EVs could also be used as vehicles by loading them with molecules that can then be precisely delivered to target cells [148]. EVs are ideal tools because they can cross the blood–brain barrier, and they are engulfed by cells through endocytosis or by direct fusion with the plasma membrane. For example, exosomes engineered to specifically target neurons by expressing rabies virus glycoprotein (RVG) via Lamp2b and loaded with miR124 delivered neuroprotection by increasing cortical neurogenesis when injected one-day post-ischemia in a murine model of stroke [149]. Moreover, exosomes derived from MSCs expressing miR133 were observed to be taken up by neurons and astrocytes when delivered through the tail vein 24 h after stroke. Treated animals with overexpressing miR133 exosomes showed significant neurite remodeling and functional recovery [119].

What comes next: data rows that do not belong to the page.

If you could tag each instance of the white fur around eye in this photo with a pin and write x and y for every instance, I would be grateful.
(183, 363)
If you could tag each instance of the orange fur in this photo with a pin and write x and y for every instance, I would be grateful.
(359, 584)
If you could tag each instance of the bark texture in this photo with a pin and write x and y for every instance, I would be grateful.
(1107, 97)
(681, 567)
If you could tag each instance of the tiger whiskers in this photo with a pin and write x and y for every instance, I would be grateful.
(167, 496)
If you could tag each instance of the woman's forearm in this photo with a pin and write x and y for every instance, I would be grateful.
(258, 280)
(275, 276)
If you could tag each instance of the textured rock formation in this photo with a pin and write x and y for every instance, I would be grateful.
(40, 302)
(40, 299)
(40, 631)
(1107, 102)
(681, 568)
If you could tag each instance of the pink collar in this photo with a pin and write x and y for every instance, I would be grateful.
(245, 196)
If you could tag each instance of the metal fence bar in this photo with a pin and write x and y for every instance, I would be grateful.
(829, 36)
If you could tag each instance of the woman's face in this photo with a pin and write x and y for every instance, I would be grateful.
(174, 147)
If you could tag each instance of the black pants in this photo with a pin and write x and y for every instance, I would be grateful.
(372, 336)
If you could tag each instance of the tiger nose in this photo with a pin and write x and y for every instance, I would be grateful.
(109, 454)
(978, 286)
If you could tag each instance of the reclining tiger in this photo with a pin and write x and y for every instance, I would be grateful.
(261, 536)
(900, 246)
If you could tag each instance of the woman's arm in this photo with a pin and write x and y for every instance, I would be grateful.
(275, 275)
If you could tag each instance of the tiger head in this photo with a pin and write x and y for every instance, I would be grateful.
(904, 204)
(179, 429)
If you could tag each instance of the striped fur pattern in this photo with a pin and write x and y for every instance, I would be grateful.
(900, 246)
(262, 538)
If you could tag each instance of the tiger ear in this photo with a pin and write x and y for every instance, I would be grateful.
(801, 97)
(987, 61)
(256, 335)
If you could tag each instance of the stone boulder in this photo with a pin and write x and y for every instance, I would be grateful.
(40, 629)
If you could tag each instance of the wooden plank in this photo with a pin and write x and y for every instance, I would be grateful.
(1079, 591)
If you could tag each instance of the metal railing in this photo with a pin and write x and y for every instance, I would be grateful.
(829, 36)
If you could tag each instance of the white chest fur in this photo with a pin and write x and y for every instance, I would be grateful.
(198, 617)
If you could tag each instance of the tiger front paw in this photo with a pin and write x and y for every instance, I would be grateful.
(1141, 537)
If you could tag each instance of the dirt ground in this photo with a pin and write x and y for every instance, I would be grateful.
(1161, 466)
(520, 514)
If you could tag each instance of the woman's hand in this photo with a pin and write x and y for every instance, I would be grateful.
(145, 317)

Interestingly, exosomes can do more than to deliver miRNA. It has been shown that MSCs-derived exosomes loaded with the anti-inflammatory compound curcumin—delivered twice a day intranasally for seven days after ischemic stroke—showed neuroprotection [150].

8. Conclusions

In this paper, we focused on neuronal cell death and the consequences of synaptic loss and EV release in stroke. It is clear that much research can be done to understand the basic mechanisms related to synaptic loss and, significantly, in brain communication with EVs after ischemic injury. This will not only increase our knowledge of underlying processes in stroke but also lead to the discovery of new potential therapeutic targets.